目を見合わせて、くすくすと笑い合う。お城なんてデートには向いてないかと思ったけど、2人とも十分楽しめているし意外とムードもある。
やるな、より姉。
「ただね、ひとつだけ言いたいことがあるんだけど」
「なんだ? もうあたしに惚れたか?」
「違うわ。そうじゃなくて。すごく楽しいんだけどさ……。この服装、場違いじゃない?」
パーティーに着ていけそうなドレスを着た女と、宝塚も顔負けの凛々しいスーツ姿の男。中身は正反対。
周囲を見ればお年寄りか家族連れが多く、みんな動きやすいラフな格好。
はっきり言ってめっちゃ浮いている。おばあちゃんが呆気に取られてこっち見てるし。
「そうか? あたしは気にならねーぞ」
ドレスコードにセーラー服を持ってきた人はやっぱり違うな。この独特な感性もデザイナーには必要なものなんだろうか。
でもさすがに動きづらいことには変わりなく、次に訪れた忍者館では体験型のアトラクションは断念するしかなかった。手裏剣投げは楽しかったけど。
忍者館を出て天守閣前広場に戻ってきた時、観光で訪れていたらしきご婦人から声をかけられた。
「さっきも見てたんだけど、すごく人目を集める素敵なカップルさんよね。よかったら写真を1枚撮らせてもらってもいい?」
てっきり場違いで浮いてると思ってたから、突然かけられた賛辞の言葉に面食らった。
より姉は違う言葉に反応してるみたいだけど。
「カップル……」
何嬉しそうにしてんの。
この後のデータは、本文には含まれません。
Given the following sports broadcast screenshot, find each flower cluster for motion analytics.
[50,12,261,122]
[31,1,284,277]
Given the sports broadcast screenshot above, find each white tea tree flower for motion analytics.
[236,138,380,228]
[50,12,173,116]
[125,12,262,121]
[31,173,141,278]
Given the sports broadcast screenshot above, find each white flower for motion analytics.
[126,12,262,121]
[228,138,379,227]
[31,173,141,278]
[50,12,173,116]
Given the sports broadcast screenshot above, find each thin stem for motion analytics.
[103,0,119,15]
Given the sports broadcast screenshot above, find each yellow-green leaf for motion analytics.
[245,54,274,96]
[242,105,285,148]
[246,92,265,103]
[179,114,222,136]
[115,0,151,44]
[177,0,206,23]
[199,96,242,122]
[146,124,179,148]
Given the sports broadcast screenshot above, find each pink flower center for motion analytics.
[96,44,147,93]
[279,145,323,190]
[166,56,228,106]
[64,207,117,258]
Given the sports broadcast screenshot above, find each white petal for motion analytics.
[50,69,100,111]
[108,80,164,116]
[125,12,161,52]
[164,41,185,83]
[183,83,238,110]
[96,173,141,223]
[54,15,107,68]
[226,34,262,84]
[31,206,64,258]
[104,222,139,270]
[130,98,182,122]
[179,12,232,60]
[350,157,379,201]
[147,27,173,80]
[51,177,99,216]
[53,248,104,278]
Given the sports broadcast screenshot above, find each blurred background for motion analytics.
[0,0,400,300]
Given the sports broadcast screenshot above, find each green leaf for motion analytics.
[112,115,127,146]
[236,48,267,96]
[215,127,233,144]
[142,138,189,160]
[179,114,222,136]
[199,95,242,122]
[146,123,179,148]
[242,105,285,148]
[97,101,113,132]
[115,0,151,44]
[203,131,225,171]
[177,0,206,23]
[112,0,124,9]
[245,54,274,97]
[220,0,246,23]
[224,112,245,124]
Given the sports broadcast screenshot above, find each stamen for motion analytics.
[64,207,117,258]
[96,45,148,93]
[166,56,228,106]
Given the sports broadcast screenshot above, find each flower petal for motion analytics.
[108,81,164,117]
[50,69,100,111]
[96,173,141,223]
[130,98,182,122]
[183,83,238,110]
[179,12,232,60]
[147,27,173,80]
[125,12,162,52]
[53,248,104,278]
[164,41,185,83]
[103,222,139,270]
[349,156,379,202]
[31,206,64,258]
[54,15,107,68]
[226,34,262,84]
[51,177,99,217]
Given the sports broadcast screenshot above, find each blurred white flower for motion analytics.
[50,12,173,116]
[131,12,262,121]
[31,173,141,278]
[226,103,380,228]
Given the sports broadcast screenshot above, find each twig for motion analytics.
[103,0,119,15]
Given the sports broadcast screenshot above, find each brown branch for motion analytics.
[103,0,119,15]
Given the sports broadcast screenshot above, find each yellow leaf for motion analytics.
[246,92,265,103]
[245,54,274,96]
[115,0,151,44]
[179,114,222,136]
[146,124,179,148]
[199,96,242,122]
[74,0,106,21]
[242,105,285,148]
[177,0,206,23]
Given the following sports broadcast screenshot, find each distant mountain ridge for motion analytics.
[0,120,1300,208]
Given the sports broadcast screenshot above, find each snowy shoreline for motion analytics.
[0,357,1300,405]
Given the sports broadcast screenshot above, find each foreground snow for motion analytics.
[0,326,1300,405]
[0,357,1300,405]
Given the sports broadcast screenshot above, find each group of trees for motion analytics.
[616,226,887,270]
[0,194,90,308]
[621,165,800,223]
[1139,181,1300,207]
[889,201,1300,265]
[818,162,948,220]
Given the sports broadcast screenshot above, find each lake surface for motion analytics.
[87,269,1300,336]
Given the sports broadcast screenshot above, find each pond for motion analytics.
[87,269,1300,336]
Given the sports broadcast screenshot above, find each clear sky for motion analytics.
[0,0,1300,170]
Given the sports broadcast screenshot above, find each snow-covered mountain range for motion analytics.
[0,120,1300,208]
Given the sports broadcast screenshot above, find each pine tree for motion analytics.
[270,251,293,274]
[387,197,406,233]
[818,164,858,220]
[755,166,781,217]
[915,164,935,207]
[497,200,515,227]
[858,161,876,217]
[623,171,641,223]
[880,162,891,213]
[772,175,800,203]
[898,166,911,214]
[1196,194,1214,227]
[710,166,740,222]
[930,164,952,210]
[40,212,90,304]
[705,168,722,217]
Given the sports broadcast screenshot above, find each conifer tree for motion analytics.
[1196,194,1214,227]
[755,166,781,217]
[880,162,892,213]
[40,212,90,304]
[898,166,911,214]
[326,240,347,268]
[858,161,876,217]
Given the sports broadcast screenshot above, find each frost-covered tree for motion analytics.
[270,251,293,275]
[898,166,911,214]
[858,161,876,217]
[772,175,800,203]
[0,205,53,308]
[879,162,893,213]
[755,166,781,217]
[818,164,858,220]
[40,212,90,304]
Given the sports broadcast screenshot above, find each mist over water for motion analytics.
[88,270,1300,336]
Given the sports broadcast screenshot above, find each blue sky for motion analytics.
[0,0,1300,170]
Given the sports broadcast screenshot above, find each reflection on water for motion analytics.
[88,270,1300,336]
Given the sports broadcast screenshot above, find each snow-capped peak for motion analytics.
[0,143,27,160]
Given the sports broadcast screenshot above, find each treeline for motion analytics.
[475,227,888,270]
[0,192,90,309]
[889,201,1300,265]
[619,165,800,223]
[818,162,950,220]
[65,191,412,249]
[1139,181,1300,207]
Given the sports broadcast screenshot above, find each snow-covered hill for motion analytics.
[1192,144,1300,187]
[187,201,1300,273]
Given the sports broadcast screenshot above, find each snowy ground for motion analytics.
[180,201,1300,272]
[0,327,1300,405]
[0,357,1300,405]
目がキラキラしてるよ。
「ありがとうございます、ご婦人。僕たちの姿をカメラに収めたいなんて、とても光栄な申し出をありがとうございます」
誰だコイツ。
何が『僕』だ。いつもみたいに『あたし』って言わないのか。
髪をかき上げるんじゃない。笑ってしまいそうだからやめなさいって。
「なに気取ってんの。ありがとうございます、ご婦人。よかったらわたしのスマホでも撮ってもらっていいですか?」
「……」
ほらー、ご婦人がぽーっとしちゃってるでしょうが。見も知らない人に王子様ムーブすんなっての。
「大丈夫ですか?」
「あらら、ごめんなさい。つい見惚れちゃったわ。ほんと、美男美女で素敵。お嬢さんもとっても綺麗よ。写真なら任せて」
美男美女かぁ。そういう風に見えるものなのかな。
スマホをカメラモードにして手渡し、天守閣が背景になる位置まで移動した。
「見ろ、やっぱりあたし美男なんじゃねーか」
さっきの『僕』はどうした。
「はいはい、どうせわたしは美女ですよ。ほら、カメラ向けられてるから笑って」
当然のように肩に手を回してくるより姉。
「なんか手馴れてるよね。さっきもご婦人を虜にしちゃってさ。この浮気者」
カメラに向かって笑顔を作りながら、より姉の脇腹を優しく小突いた。
「なんだ、ヤキモチか?」
「ばーか」
写真を撮ってもらい、お互いにお礼を言い合いながらスマホを返してもらう。
ご婦人が立ち去った後、写真を確認していたらより姉が覗き込んできた。
「いい映りだな。その写真、あたしにも送ってくれよ」
「うん、わかった」
穏やかな空気。大切な宝物を眺めるように、じっと写真を見つめ続けるわたし達。
スマホの画面には、とても幸せそうな笑顔のカップルが映っていた。